A Tesla veered off the road Monday on Northern California’s treacherous Devil’s Slide promontory, falling 250 feet off a cliff to the rocks below.
The four occupants of the vehicle — two adults, a 4-year-old girl and a 9-year-old boy — survived.
“This afternoon, San Mateo County Sheriff’s Deputies responded to a vehicle over the side of [Highway 1] south of the Tom Lantos tunnel. … Two adults suffered nonlife-threatening injuries and two children were unharmed,” the sheriff’s office wrote in a Facebook post.
Neither the Tesla’s autopilot system nor weather was believed to be a factor in the crash; there was no guardrail along the stretch of road where the accident occurred.

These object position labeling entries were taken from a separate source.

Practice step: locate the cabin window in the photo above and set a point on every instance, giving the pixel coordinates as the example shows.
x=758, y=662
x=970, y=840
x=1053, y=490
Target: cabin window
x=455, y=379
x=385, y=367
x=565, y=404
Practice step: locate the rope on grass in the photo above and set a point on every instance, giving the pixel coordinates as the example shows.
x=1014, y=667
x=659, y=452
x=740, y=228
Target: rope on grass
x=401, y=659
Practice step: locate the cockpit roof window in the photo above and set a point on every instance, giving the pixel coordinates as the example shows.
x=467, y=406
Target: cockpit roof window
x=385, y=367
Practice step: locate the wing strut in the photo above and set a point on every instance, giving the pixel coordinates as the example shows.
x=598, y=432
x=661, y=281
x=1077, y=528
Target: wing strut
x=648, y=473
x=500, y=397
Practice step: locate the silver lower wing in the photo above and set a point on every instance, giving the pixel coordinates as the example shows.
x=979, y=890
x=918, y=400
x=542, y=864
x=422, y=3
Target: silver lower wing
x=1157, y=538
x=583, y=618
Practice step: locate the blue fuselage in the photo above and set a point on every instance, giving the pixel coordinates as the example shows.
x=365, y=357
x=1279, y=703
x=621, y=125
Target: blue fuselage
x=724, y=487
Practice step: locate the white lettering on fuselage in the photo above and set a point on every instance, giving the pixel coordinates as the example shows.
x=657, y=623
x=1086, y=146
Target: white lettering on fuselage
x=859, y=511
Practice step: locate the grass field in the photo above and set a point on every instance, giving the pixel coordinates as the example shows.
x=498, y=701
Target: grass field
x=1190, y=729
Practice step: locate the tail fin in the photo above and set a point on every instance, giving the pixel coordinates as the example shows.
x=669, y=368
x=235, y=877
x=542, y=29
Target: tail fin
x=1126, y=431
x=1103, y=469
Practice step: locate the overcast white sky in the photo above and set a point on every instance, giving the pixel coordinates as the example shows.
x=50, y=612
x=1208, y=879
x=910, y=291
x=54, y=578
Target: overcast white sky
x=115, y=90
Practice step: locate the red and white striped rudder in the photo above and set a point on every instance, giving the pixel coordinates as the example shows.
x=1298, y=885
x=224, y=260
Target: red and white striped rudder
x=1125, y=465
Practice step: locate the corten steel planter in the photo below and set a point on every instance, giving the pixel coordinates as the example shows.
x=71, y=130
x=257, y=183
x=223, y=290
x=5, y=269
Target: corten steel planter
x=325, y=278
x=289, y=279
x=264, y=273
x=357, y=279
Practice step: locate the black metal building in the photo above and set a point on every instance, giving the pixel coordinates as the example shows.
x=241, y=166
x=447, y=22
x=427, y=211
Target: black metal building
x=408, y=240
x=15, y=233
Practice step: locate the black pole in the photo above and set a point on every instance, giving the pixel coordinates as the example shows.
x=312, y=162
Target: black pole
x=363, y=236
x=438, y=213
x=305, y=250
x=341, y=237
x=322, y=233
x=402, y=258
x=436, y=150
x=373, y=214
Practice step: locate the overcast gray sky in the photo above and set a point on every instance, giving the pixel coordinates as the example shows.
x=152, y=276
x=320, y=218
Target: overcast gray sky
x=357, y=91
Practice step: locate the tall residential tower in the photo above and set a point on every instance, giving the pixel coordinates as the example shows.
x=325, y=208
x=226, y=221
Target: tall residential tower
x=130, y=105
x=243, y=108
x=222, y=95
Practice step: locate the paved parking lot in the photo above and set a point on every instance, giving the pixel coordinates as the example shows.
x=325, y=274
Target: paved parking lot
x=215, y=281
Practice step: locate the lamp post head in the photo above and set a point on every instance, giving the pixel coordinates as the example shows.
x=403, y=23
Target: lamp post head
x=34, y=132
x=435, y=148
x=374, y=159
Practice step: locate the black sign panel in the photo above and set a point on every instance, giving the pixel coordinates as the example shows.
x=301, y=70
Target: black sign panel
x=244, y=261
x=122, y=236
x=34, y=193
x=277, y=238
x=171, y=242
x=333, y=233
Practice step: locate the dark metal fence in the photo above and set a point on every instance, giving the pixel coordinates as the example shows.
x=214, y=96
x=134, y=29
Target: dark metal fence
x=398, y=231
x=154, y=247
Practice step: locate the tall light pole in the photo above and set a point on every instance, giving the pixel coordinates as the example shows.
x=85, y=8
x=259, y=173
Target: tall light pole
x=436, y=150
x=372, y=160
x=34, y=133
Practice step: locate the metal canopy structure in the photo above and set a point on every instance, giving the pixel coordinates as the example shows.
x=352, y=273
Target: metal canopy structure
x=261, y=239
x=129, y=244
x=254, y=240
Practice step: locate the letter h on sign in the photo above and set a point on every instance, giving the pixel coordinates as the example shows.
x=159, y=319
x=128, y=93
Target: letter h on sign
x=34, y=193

Witnesses alerted authorities to the crash at about 10:15 a.m., and responding crews set up ropes to lower firefighters down to the scene.
“As I’m driving by, I’m like, ’Wow, he’s driving extremely fast to take that exit. You’re not even supposed to be going up that way. And I can see in my rearview mirror this car that just goes over the edge and straight down,” witness Robin Johnson told KNTV, a Bay Area NBC affiliate.
Other firefighters with binoculars noticed movement in the vehicle, letting them know at least one passenger survived.
“Damage to the vehicle would indicate that it hit and then flipped several times. It landed mostly on its wheels. … We were able to notice movement in the front seat through the windshield with binoculars,” Cal Fire San Mateo-Santa Cruz Unit Battalion Chief Brian Pottenger noted in an agency video posted on Twitter.
The doors had been smashed shut, necessitating the use of the “jaws of life” to help the four passengers out of the Tesla. Authorities indicated their survival was unbelievable.
“We go there all the time for cars over the cliff and they never live. This was an absolute miracle,” Mr. Pottenger told The Associated Press.